「走れ外科医 泣くな研修医3」を読んだ感想

どうもこんにちは。
書畜です。

今日は「走れ外科医 泣くな研修医3」を読んだので、感想を書いていきたいと思います。

「泣くな研修医」といえば、2021年5月現在、テレビ朝日でGENERATIONSの 白濱亜嵐さんが主演となってドラマ化されていますよね。

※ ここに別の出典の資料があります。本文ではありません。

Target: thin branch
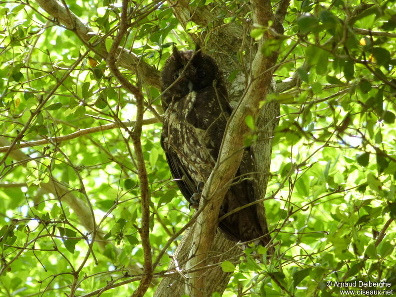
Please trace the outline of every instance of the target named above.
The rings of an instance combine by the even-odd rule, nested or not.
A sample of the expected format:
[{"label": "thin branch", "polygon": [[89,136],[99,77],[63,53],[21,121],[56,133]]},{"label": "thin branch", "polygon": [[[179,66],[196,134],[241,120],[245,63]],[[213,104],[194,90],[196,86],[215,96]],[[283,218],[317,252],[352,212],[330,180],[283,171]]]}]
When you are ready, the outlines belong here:
[{"label": "thin branch", "polygon": [[[149,119],[143,120],[142,124],[151,125],[151,124],[155,124],[158,122],[159,122],[158,120],[156,118],[150,118]],[[86,129],[82,129],[75,132],[67,134],[67,135],[63,135],[63,136],[57,137],[55,136],[47,139],[41,139],[40,140],[29,142],[22,140],[21,141],[24,142],[24,143],[21,144],[17,147],[14,146],[11,147],[11,150],[13,150],[19,148],[32,148],[37,146],[47,145],[49,143],[59,143],[67,140],[74,139],[75,138],[77,138],[83,135],[87,135],[96,132],[103,132],[112,129],[120,128],[120,127],[133,127],[136,123],[136,121],[126,121],[125,122],[122,122],[123,125],[121,126],[118,123],[111,123],[110,124],[106,124],[106,125],[102,125],[96,127],[87,128]],[[10,147],[10,146],[0,147],[0,152],[7,151],[9,149]]]},{"label": "thin branch", "polygon": [[[125,127],[126,131],[131,135],[131,137],[135,148],[135,157],[136,159],[138,167],[138,176],[140,181],[140,191],[142,203],[142,222],[141,228],[138,229],[142,239],[142,245],[143,248],[144,264],[143,272],[145,275],[139,283],[137,289],[133,293],[133,297],[141,297],[143,296],[152,278],[152,255],[151,251],[151,245],[149,240],[150,233],[150,208],[149,194],[148,193],[148,181],[147,177],[147,170],[146,168],[143,150],[141,142],[142,135],[142,126],[143,122],[144,113],[144,99],[141,89],[138,88],[125,78],[118,70],[116,64],[116,55],[121,41],[125,36],[129,20],[128,18],[128,0],[123,0],[122,11],[121,20],[119,23],[118,32],[114,39],[114,43],[109,51],[106,59],[106,62],[111,73],[118,80],[118,81],[126,90],[131,92],[136,99],[136,121],[134,126],[133,133]],[[140,81],[140,73],[138,69],[136,69],[138,81]]]},{"label": "thin branch", "polygon": [[382,31],[372,31],[371,30],[360,29],[360,28],[352,28],[352,30],[356,34],[361,35],[371,35],[372,36],[380,36],[382,37],[390,37],[396,38],[396,33],[390,33]]}]

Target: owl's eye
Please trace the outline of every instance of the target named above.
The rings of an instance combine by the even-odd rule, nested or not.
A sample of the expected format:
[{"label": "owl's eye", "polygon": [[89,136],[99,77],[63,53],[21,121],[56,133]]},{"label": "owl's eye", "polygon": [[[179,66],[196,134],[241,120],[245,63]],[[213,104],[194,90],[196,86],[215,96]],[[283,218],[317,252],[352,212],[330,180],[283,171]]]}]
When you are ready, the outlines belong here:
[{"label": "owl's eye", "polygon": [[203,70],[198,70],[197,72],[197,77],[200,79],[205,78],[206,76],[206,73]]}]

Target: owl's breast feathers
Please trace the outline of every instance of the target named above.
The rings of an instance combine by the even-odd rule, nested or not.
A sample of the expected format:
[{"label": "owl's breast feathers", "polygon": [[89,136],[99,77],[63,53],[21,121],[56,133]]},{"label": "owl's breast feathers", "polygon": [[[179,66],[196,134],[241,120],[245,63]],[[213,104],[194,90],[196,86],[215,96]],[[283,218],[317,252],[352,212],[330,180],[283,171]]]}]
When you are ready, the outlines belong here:
[{"label": "owl's breast feathers", "polygon": [[[161,145],[171,172],[183,196],[190,202],[199,182],[206,182],[220,150],[232,108],[218,90],[207,87],[172,100],[164,116]],[[250,168],[249,175],[241,176],[243,166]],[[246,148],[237,177],[226,194],[219,216],[255,200],[256,169],[250,149]],[[253,171],[253,172],[252,172]],[[260,227],[256,205],[230,215],[219,222],[226,236],[234,241],[248,241],[268,233]],[[259,241],[264,245],[269,235]]]}]

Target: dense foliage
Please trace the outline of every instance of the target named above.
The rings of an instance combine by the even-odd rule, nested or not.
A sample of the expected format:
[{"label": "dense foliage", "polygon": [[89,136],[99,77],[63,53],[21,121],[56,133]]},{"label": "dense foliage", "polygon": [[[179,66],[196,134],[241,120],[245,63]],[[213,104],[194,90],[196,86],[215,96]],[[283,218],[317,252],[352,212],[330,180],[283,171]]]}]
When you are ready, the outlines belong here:
[{"label": "dense foliage", "polygon": [[[103,54],[117,33],[121,1],[59,1],[69,9],[65,18],[74,13],[93,29],[88,41],[42,2],[0,2],[0,295],[80,296],[103,288],[96,294],[129,296],[144,263],[141,183],[127,132],[136,98],[112,75]],[[191,1],[198,11],[221,12],[206,26],[182,26],[165,1],[130,5],[133,25],[121,46],[152,66],[157,82],[136,75],[139,63],[118,64],[148,106],[141,141],[153,260],[159,257],[152,296],[182,235],[167,242],[194,213],[159,145],[155,69],[172,43],[194,48],[189,34],[202,32],[209,42],[219,20],[239,26],[252,45],[267,28],[254,25],[245,1]],[[395,7],[390,0],[293,1],[284,36],[260,49],[279,53],[280,93],[265,101],[281,103],[265,201],[279,244],[268,263],[252,259],[253,249],[265,253],[260,247],[219,263],[233,272],[223,296],[338,296],[335,282],[354,280],[386,280],[392,287],[369,290],[396,289]],[[240,46],[230,57],[235,70],[225,73],[230,85],[249,67],[243,56],[254,54]],[[282,89],[292,77],[300,79]],[[252,118],[246,123],[248,144],[262,128]]]}]

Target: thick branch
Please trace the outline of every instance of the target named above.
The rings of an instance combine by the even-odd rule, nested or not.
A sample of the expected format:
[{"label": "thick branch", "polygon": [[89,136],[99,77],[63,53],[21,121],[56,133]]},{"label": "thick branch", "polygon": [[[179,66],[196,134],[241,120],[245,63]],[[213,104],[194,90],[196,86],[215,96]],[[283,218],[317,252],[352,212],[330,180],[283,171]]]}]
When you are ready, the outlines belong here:
[{"label": "thick branch", "polygon": [[[253,7],[254,19],[259,24],[264,25],[273,19],[269,1],[253,1]],[[279,33],[283,33],[279,32],[279,29],[275,30]],[[272,37],[268,35],[267,38]],[[265,56],[259,48],[252,63],[249,86],[229,121],[218,159],[202,192],[202,197],[208,200],[205,203],[200,203],[199,208],[204,208],[195,225],[193,246],[190,253],[191,255],[196,256],[192,259],[190,265],[195,268],[205,265],[205,257],[210,250],[214,237],[214,226],[217,226],[220,207],[242,157],[243,136],[249,132],[249,129],[245,124],[245,119],[248,115],[255,117],[258,114],[259,102],[265,99],[271,85],[273,71],[271,67],[275,64],[277,56],[276,52]],[[193,280],[192,296],[206,296],[204,292],[205,275],[202,273],[196,275]]]},{"label": "thick branch", "polygon": [[[40,7],[45,10],[51,17],[57,19],[59,22],[67,29],[71,30],[81,38],[85,42],[88,43],[94,36],[92,33],[94,32],[89,26],[84,24],[82,20],[77,15],[61,5],[56,0],[36,0]],[[70,15],[70,17],[69,17]],[[99,53],[102,56],[105,57],[105,46],[104,40],[101,42],[101,52]],[[117,63],[126,69],[136,73],[137,69],[139,69],[139,74],[142,79],[147,84],[159,89],[160,73],[155,68],[140,60],[139,57],[133,53],[125,49],[122,50],[118,49],[119,57]]]}]

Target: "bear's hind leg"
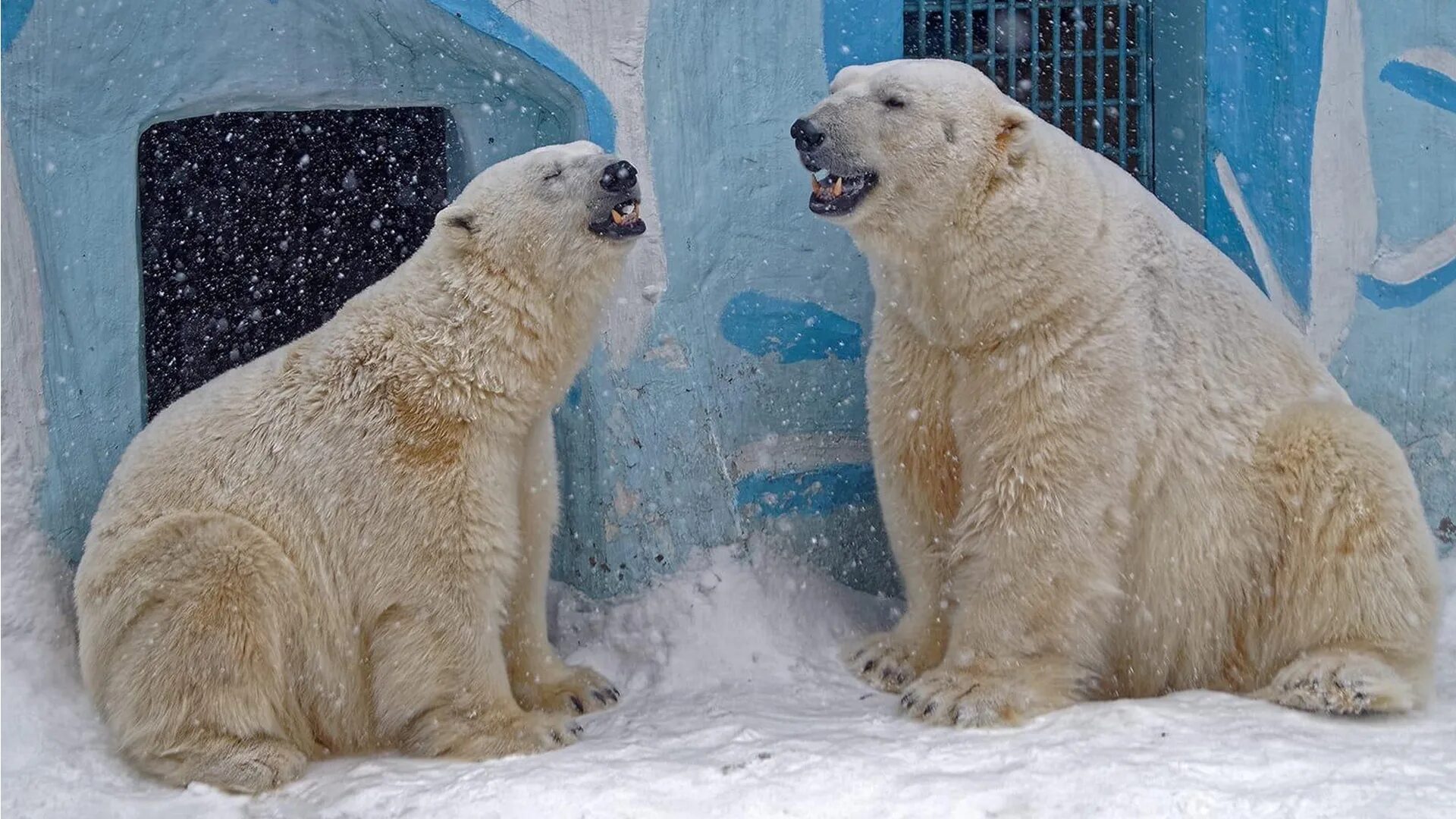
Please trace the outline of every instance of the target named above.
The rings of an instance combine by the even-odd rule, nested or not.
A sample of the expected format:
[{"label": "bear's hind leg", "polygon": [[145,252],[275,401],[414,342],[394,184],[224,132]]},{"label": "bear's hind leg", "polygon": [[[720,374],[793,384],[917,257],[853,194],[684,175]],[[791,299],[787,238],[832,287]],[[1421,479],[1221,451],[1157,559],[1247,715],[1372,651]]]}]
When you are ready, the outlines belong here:
[{"label": "bear's hind leg", "polygon": [[1399,446],[1348,404],[1265,428],[1258,469],[1281,522],[1257,697],[1331,714],[1399,713],[1430,689],[1436,548]]},{"label": "bear's hind leg", "polygon": [[284,622],[301,592],[278,544],[243,520],[186,513],[127,549],[79,589],[92,612],[83,662],[122,756],[173,785],[258,793],[296,780],[313,740],[285,676]]}]

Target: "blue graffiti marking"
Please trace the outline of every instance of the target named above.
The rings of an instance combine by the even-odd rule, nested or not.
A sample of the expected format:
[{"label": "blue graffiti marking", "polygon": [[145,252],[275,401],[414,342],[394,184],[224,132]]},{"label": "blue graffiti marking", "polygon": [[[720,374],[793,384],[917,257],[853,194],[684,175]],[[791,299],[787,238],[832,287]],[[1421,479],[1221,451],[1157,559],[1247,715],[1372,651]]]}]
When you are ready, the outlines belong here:
[{"label": "blue graffiti marking", "polygon": [[494,36],[505,44],[521,50],[527,57],[540,63],[558,77],[571,83],[581,101],[587,106],[587,136],[603,150],[616,150],[617,121],[612,115],[612,102],[607,95],[591,82],[569,57],[558,51],[552,44],[531,34],[526,26],[511,19],[510,15],[495,7],[494,3],[482,0],[430,0],[456,19],[475,31]]},{"label": "blue graffiti marking", "polygon": [[1456,281],[1456,259],[1433,270],[1408,284],[1390,284],[1369,275],[1360,277],[1360,294],[1382,310],[1390,307],[1414,307]]},{"label": "blue graffiti marking", "polygon": [[826,514],[875,503],[875,469],[869,463],[840,463],[808,472],[753,472],[735,488],[740,507],[754,504],[769,517]]},{"label": "blue graffiti marking", "polygon": [[863,354],[859,324],[814,302],[789,302],[753,290],[738,293],[718,321],[724,338],[754,356],[779,354],[785,364]]},{"label": "blue graffiti marking", "polygon": [[10,44],[20,34],[25,19],[31,16],[32,6],[35,0],[4,0],[0,4],[0,16],[4,17],[0,22],[0,50],[10,51]]},{"label": "blue graffiti marking", "polygon": [[1380,82],[1421,102],[1456,114],[1456,80],[1434,68],[1392,60],[1380,68]]},{"label": "blue graffiti marking", "polygon": [[824,70],[904,57],[904,0],[824,0]]}]

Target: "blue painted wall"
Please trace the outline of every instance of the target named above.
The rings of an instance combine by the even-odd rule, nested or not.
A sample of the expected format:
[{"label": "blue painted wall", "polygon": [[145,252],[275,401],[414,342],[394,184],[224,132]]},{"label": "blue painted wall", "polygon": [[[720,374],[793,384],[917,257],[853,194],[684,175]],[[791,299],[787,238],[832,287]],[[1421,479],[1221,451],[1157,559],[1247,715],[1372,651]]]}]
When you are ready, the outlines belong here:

実は「泣くな研修医」はシリーズもので、最初の「泣くな研修医」は2019年に出版され、第2シリーズの「逃げるな新人外科医」は2020年に、そして最新作である「走れ外科医」は今年の2021年に出版されているんです。3部で累計23万部を売り上げている大ヒット作品です。これらのタイトルから分かる通り、最初は研修医だった主人公が研修を終え、一人前になっていく話なんだろうなと想像できますね。 さて、ドラマを見ている方、これから「泣くな研修医」はシリーズを読み始めようとしている方は、この物語はどんな話なんだろうか、また原作者は誰なんだろうかと気になっているかと思いますので、紹介していきたいと思います。

著者はだれ?

著者はなんと現役の外科医である中山祐次郎さんです。

1980年生まれで鹿児島大学の医学部を卒業後に都立駒込病院大腸外科医を務めた後、福島県広野町・高野病院院長を経て、現在は郡山市・総合南東北病院外科医長をされています。
2021年時点で40歳の訳ですが、40歳で外科医長という責任ある役職につき、さらに人気のシリーズを発表し続けている訳ですから、まさに超人ですね。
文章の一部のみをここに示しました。